When should someone build a microservices architecture?

Given the advantages and disadvantages of microservices, it seems that there are environments in which it makes sense to apply them and environments in which it does not make sense. It is therefore important to note that a microservices architecture is not the best solution every time. Let´s summarize in which cases microservices architectures are beneficial:

1)  It is expected that the demand for the services of architecture and in particular for single services is varying a lot or it is expected that a large scaling is required in the future.

2)  A fast delivery of new features is required, such as implementing new services that help to react to market changes.

3)  The architecture will need to be regularly changed in the future, adding, modifying, or removing features and services.

4)  Continuous improvements are necessary as the technology in that area is currently not matured and still rapidly evolving.

5)  Security is not a top priority.
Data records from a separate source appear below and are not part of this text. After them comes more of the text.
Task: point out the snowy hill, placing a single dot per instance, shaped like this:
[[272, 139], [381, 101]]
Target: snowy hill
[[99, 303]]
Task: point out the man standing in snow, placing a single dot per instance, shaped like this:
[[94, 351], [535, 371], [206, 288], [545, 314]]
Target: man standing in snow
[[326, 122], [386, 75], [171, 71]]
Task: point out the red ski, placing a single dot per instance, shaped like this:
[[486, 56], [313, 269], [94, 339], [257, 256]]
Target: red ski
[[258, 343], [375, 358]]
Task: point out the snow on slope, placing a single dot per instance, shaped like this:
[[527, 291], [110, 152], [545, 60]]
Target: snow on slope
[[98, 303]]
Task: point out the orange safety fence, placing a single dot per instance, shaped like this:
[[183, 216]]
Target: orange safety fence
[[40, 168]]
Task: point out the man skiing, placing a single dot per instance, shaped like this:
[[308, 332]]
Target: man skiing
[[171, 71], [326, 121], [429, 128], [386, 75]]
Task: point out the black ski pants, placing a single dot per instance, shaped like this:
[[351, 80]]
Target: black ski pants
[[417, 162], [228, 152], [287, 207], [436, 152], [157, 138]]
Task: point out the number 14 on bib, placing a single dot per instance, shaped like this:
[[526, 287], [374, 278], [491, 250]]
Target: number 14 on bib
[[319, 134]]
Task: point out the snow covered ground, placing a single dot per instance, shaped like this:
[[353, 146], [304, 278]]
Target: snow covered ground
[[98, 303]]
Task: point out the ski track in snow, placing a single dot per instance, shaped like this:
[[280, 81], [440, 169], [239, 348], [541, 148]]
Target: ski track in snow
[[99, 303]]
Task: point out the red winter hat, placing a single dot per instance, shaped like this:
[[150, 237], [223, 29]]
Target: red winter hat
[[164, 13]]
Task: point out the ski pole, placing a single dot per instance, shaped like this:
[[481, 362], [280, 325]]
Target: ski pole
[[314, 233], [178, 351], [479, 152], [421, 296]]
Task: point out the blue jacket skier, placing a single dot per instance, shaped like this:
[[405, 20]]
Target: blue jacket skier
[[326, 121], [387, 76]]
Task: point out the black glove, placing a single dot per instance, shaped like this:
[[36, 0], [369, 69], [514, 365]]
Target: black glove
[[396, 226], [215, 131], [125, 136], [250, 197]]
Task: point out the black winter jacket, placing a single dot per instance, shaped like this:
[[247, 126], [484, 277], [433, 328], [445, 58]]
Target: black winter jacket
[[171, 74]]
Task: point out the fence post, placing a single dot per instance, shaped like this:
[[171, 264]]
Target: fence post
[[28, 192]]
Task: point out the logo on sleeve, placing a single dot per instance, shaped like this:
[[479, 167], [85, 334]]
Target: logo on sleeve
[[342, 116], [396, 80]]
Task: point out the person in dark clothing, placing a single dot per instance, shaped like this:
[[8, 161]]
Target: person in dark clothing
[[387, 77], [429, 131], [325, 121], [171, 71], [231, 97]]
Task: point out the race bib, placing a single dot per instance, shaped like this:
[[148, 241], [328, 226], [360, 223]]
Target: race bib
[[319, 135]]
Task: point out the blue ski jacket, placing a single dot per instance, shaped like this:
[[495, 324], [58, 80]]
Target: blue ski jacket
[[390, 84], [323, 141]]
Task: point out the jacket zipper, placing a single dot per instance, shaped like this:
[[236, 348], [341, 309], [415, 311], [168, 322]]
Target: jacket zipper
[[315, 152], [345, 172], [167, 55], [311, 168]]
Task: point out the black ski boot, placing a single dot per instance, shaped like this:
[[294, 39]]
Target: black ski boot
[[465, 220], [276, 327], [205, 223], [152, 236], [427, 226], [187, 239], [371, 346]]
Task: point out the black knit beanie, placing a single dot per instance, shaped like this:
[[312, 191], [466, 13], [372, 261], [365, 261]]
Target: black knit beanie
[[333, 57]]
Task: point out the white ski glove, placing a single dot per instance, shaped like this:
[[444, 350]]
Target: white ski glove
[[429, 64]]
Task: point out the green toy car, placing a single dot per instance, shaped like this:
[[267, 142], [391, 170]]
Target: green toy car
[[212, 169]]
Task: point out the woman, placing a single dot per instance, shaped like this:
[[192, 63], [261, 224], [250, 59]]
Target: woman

For instance should a microservice architecture not be applied to services that deal with sensitive health data or even unsecured passwords.

6)  Operating speed is not a top priority. For instance should a microservice architecture not be applied to services where milliseconds can decide about success or failure such as selling or not selling a service.

The long-term integration need with traditional architecture is reasonably low. Remember that the integration of microservices architecture with traditional architecture is a tedious task, based on how microservices communicate. That can require a lot of effort and that can reduce the benefits of the actual microservices architecture. One should therefore first analyze what a realistic to-be state would look like.